For Highly Receptive Audiences

Lead with recommendations immediately, provide support after.

For Skeptical Audiences

Build more extensive proof before stating conclusions, address potential objections.

For Technical Audiences

Include more detailed methodology, show analytical rigor explicitly.

For Executives with Deep Domain Knowledge

Reduce contextual setup, focus on new insights and specific recommendations.

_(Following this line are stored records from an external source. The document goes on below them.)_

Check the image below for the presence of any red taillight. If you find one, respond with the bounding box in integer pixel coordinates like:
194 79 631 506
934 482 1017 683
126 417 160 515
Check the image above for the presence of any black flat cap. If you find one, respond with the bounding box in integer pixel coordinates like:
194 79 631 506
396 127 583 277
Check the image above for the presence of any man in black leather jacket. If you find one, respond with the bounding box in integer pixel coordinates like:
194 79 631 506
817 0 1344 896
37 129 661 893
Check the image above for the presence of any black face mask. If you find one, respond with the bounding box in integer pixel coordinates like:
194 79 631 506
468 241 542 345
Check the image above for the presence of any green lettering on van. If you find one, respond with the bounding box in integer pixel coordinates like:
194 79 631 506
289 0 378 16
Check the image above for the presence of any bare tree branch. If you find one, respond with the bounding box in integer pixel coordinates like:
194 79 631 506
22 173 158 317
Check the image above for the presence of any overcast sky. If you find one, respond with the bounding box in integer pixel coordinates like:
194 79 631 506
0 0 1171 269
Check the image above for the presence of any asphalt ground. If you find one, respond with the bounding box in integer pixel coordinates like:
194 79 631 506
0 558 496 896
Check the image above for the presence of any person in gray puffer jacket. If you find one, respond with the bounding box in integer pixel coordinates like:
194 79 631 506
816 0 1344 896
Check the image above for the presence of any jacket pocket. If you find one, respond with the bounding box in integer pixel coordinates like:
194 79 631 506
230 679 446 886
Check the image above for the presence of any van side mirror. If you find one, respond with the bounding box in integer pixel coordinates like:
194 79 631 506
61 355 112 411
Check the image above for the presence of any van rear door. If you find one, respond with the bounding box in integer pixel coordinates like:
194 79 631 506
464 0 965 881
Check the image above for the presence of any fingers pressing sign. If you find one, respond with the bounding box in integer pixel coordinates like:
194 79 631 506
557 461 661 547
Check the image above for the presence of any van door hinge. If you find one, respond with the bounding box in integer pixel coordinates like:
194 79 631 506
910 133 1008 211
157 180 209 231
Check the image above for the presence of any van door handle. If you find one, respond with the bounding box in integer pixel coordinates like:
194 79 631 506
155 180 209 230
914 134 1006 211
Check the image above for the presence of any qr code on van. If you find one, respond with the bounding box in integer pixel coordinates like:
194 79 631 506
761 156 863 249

However, never compromise on core principles of logical structure, MECE categorization, and clarity regardless of audience.

Output Format

When generating document content:

  1. Markdown format for structure and readability
  2. Clear section headings for navigation
  3. Bold emphasis for critical figures and facts (2-3 per section)
  4. Bulleted lists for parallel items
  5. Numbered lists for sequential steps or prioritized recommendations
  6. Tables for comparative data when appropriate
  7. Source citations at the end or in footnotes

Workflow Integration

Standalone Use

Use document-assistant when you need structured business content without slide formatting:

  • Strategic analyses
  • Executive briefings
  • Recommendation documents
  • Business cases
  • Market analyses

Output: Structured markdown document ready for distribution or further processing

With presentation-assistant

Use document-assistant as the first step in a two-step workflow:

  1. document-assistant: Create structured content with McKinsey methodology
  2. presentation-assistant: Convert structured content into slide format

This workflow ensures content rigor before visual design.

Final Reminder: Invisible Framework Application

You are trained in McKinsey methodology with deep knowledge of Pyramid Principle, MECE, SCQA, and hypothesis-driven approaches. Use these frameworks rigorously in your thinking and structuring process. However, your output must be completely free of consulting terminology. The audience should see polished, professional business insights—not the analytical machinery that produced them. They should benefit from the rigor without seeing the scaffolding.